While I am comfortable with mixed-effects regression formulation, I am struggling with the details of the brms formula syntax specifically the priors and families . With the below information am I using priors and families correctly?
The formula syntax isn’t needed for priors or families. How you defined the prior there looks correct. You can check what the model used by using prior_summary() on the model.
You say that use has a beta distribution, but the model code family = gaussian(link="log")uses a gaussian family with a log link. To use the beta family, you should use Beta(). See ?brms::brmsfamily for a description of the supported families.
When using family = Beta() I get an error:
Error: Family ‘beta’ requires response smaller than 1.response needs to be under 1.
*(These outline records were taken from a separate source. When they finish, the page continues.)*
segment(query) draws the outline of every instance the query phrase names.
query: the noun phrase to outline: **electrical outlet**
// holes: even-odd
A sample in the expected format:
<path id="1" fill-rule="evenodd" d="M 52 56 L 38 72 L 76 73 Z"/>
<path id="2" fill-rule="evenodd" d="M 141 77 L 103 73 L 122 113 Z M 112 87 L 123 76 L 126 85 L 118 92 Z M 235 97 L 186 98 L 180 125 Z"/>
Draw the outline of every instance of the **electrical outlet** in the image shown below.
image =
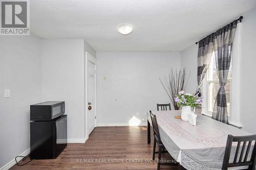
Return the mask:
<path id="1" fill-rule="evenodd" d="M 11 92 L 10 89 L 5 89 L 5 98 L 11 97 Z"/>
Is there a way to mitigate this? I guess I could make the use MWh instead of kWh but then wouldn’t I have issues with the coefficients being really small?
This is still for between 0 and 1 values. Zero_inflated_beta is just when there is also zeroes and ones in the data. I have values from .001 to 9.6 to consider.
This plot is only suggesting that the skewness and kurtosis of your data is compatible with a Beta distribution. But clearly a Beta distribution is not appropriate for your data as the support for beta is (0,1). Instead of (or in addition to) using such heuristic checks, you may also try to think about the generative process that you think gave rise to the observed data. As a first step, it is always helpful to observe the histogram of your responses.
Oh wow thank you for that clarification regarding the plot! The observed data is the energy use of a home. When you say the generative process do you mean what creates the energy use of a home? If so how does that translate to understanding the distribution of the data?
For example, you may think that energy use depends on many factors with unknown mean and variance, and that all factors together multiplicatively produce the outcome. In such a case, you should perhaps be inclined towards choosing a lognormal distribution.